Here’s the beef. Trent Whatley

And because he used scrap parts and already had most of the tools, he was able to build the entire 200-pound grill for less than the cost of many new ones. Whatley has since made a few more of them for other people, and he sells both complete and ready-to-assemble versions on his website,

  • Time: 40 hours
  • Cost: $400

Two more summer projects

Solar-powered lawnmower

A yellow solar-powered homemade lawnmower on a freshly cut lawn.
Something new under the sun. Courtesy of Gordon Russell
  • Time: 1 month
  • Cost: $500

After enough hours baking outside while mowing his lawn, Gordon Russell had an idea: build a new mower powered by the sun. He and a friend welded a base from diamond plate steel and did most of the rest of the fabrication work themselves. Other parts he took from an old gas mower, and he installed an electric motor, two 12-volt batteries, and two solar panels. The mower can fully charge in about three hours of sun, and it can run for an hour on the 2 amps the panels provide—just enough time to cover Russell’s yard.

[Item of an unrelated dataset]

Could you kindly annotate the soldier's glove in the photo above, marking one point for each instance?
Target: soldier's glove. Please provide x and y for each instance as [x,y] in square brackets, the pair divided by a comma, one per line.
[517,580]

Wireless fireworks controller

A wireless fireworks controller on a lawn, surrounded by a ring of fireworks.
Bam! Wham! Kapow! Courtesy of Jonathan Witucki
  • Time: 3 weeks
  • Cost: $153

Looking for a way to light fireworks from a safe distance, Jonathan Witucki built a controller he could operate with a modified remote. He created a setup consisting of a 12-volt sealed lead-acid battery with a charging circuit from a car jump-starter and a bank of remote-control switches. Pressing buttons on the remote sends an electrical current through speaker wires, heating up his homemade igniters and setting off the fireworks. After a few setbacks, he was able to complete the project and create a huge Fourth of July display for friends and family.